Division of Cardiology, Department of Medicine (W.S.P., J.A.C.L.), Johns Hopkins University, Baltimore, MD.
Department of Epidemiology, Bloomberg School of Public Health (W.S.P., M.S.), Johns Hopkins University, Baltimore, MD.
Circulation. 2022 Jul 19;146(3):229-239. doi: 10.1161/CIRCULATIONAHA.122.059174. Epub 2022 Jul 18.

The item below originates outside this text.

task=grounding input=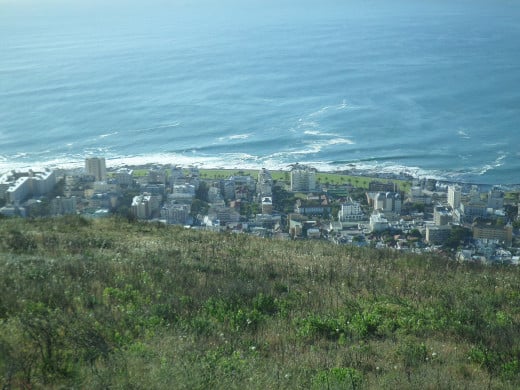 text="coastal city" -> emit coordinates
[0,157,520,264]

Despite improvements in population health, marked racial and ethnic disparities in longevity and cardiovascular disease (CVD) mortality persist. This study aimed to describe risks for all-cause and CVD mortality by race and ethnicity, before and after accounting for socioeconomic status (SES) and other factors, in the MESA study (Multi-Ethnic Study of Atherosclerosis).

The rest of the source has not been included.